Wells Fargo is exiting retail banking operations in some Midwestern states.
The beleaguered San Francisco bank said Tuesday that it will sell 52 branches in Indiana, Michigan, Wisconsin and Ohio to a Flagstar Bancorp subsidiary, as well as several branches in Wisconsin. The branches will be renamed Flagstar when the deal is complete late this year.
Financial terms were not disclosed. Almost 500 employees will get job offers from Flagstar.
Wells Fargo has said it will reduce the number of branches it operates to approximately 5,000 by the end of 2020.
The British government has sold a 7.7 percent stake in Royal Bank of Scotland, taking a tentative step toward returning the bank to private ownership almost a decade after it was bailed out at the height of the financial crisis.
The Treasury says it sold the shares for $3.3 billion. That’s 46 percent less than the government invested in 2008 and 2009.
The sale comes only weeks after RBS agreed to pay $4.9 billion to settle claims that it misled U.S. investors who bought securities backed by risky mortgages, resolving the last remaining case from the financial crisis and clearing the way for the government to reduce its stake. It still owns 62.4 percent of RBS.
The expanding global economy should remain resilient — at least for a couple of years — the World Bank says.
It predicted Tuesday that global growth will slow from a solid 3.1 percent this year to 3 percent next year and 2.9 percent in 2020.
The world economy is generally healthy, but must contend with rising interest rates in wealthier countries and weaker demand for commodities in developing nations. It also faces risks from trade disputes, financial volatility and geopolitical tensions.
The World Bank predicted that U.S. growth will be 2.7 percent in 2018, aided by tax cuts, before slowing to 2.5 percent next year and 2 percent in 2020. The 19-country eurozone will go from 2.1 percent this year to 1.7 percent next and 1.5 percent in 2020, it said.
China’s growth is projected at 6.5 percent this year, 6.3 percent in 2019 and 6.2 percent in 2020. The world’s second-biggest economy, after the United States, is trying to manage a difficult transition from breakneck growth based on often-wasteful investment to slower, steadier growth built on spending by Chinese consumers.
President Trump’s top economic adviser said the president now prefers to negotiate separately with Canada and Mexico over their three-country trade deal.
But Larry Kudlow told “Fox & Friends” that Trump isn’t going to withdraw the U.S. from the North American Free Trade Agreement. Kudlow says Trump is “just going to try a different approach.”

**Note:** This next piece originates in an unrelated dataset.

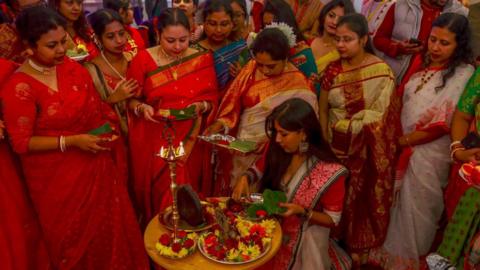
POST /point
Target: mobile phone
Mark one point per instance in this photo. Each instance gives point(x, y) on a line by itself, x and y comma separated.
point(415, 41)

Kudlow said Trump and his other economic advisers met several times this week and that Trump asked Kudlow to convey his new preference.
Trump’s desire for a new approach may further complicate already tense talks that have been under way for months on renegotiating NAFTA. Trump maintains the landmark free-trade deal is a “disaster” that has killed U.S. jobs and hurt manufacturing.
Twitter has dissolved its live-video team and consolidated the unit into its content partnerships team, in a move the company said is part of a broader reorganization that will make it easier to put together future deals.
Video and live streaming have become a more important part of Twitter’s push to widen its appeal among users and advertisers.
The number of daily video views on Twitter has almost doubled in the past year, and the format has contributed more than half of ad revenue for the past two quarters, the company said. It recently signed more than 30 deals with companies including Walt Disney Co. and NBCUniversal.
As part of the reorganization, the global content partnerships team, led by Kay Madati, will be run by a regional management structure, rather than one organized by categories such as news and sports. Laura Froelich, who used to lead sports partnerships, will be the new head of U.S. partnerships. Peter Greenberger, who led Twitter’s global news partnerships, and Todd Swidler, who joined the company a year ago to head live video, are leaving the company.
No flagship for Lord & Taylor
Lord & Taylor is abandoning plans to keep a store in the Fifth Avenue building it is selling to WeWork, as the chain’s owner closes more stores and focuses on online sales.
The announcement Tuesday comes about seven months after Hudson’s Bay said it would sell the century-old building to the office space sharing company. It had planned to keep less than a quarter of the 11-story building for a Lord & Taylor store.
Hudson’s Bay, which also operates Saks Fifth Avenue, said it expects to close up to 10 of its nearly 50 Lord & Taylor stores through 2019. The flagship store is expected to close in early 2019.